2015/03/27

藤田令伊『アート鑑賞、超入門!』

 表題の通り、絵画鑑賞の手ほどき書。
 著者自身が書いているように、アートは各人が見たいように見て、自分が感じたことを大事にすることでいいのだろうが、本書では、時々は美術館に足を運んで絵画を鑑賞しているほどの人ならば、アートの見方を訓練した方がよいと述べている。
 そして、本書は、アート鑑賞トレーニングのための実践テキストになっているのである。大変ユニークなアート入門ということになるが、著者によれば、これまで日本では、アートの入門書はいくつもあったものの、アート鑑賞のための手引き書はなかったとのこと。
 それでは、本書に沿って、トレーニングを順を追って進めてみよう。
 まずは、よく見ること。これがなかなかできていない。著者によれば、日本人はことにそうで、1点に数十秒もかけていないのではないかと指摘している。で、よく見るためには、見た内容を自分なりに言葉にしておく訓練をすることだと述べている。そして、時間をかけてみること、数多く見ることだと続けている。

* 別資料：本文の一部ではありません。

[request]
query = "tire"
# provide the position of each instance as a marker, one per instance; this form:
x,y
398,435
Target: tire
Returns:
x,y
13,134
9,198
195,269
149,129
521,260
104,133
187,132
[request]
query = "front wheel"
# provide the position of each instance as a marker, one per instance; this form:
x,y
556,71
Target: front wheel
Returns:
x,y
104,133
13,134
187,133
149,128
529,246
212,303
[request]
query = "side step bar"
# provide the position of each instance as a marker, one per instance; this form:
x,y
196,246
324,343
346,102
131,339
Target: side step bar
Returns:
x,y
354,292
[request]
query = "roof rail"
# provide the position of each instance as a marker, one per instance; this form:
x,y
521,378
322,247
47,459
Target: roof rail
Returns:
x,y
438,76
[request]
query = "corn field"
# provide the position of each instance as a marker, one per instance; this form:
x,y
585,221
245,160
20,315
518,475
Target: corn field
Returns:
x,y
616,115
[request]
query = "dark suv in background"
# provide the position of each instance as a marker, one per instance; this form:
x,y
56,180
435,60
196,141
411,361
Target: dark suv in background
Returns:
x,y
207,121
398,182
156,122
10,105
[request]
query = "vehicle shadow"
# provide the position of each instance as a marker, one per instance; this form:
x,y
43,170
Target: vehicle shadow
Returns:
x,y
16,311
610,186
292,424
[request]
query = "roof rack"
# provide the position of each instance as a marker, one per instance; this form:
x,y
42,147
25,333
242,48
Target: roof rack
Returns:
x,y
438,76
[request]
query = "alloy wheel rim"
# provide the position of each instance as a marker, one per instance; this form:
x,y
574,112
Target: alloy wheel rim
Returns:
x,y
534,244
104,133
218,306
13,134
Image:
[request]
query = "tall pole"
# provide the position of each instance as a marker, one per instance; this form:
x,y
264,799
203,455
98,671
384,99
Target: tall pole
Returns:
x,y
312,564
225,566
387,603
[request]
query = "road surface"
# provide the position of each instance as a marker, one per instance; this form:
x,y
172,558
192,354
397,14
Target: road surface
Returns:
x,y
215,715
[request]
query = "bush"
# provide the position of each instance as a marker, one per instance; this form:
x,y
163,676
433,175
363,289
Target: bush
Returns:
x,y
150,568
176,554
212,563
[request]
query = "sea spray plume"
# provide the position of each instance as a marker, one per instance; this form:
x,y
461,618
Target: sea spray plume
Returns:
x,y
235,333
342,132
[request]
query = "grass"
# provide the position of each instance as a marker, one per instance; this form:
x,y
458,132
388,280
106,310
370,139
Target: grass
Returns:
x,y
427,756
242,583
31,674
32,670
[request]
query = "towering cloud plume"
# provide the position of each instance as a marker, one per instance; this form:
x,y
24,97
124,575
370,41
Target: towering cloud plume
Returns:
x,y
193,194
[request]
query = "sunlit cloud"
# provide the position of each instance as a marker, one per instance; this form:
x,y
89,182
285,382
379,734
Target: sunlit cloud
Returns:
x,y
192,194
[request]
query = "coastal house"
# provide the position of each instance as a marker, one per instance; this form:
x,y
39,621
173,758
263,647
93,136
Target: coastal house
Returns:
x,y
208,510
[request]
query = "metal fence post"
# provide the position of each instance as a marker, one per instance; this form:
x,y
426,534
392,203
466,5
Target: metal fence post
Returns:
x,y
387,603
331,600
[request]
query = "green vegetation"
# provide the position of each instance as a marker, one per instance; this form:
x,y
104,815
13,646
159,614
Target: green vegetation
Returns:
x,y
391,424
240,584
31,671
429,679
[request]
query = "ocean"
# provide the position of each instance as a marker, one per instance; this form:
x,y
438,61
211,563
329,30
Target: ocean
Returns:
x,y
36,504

 次に、主体的に見るということ。これも日本人が苦手なこと。これを訓練するには「エア買いつけ」をしてみること。つまり、自分が買うつもりになってみるということ。あるいは金を払ってまでも欲しいかと自問してみるのもいいかもしれない。
 そして展覧会場での見る方法。まずは会場全体を軽く見て回ること、一通り見たらもう一度入口へ戻って今度はじっくり見ること、こうするのがいいらしい。
 以下、感性で見る、知性で見る、知って見る、知らないで見る、肯定的に見る、批判的に見る、などと続いている。
 しかし、この程度のことは日頃から誰しもやっていることではあるのだろうが、再度チェックしてみるのもいいかもしれない。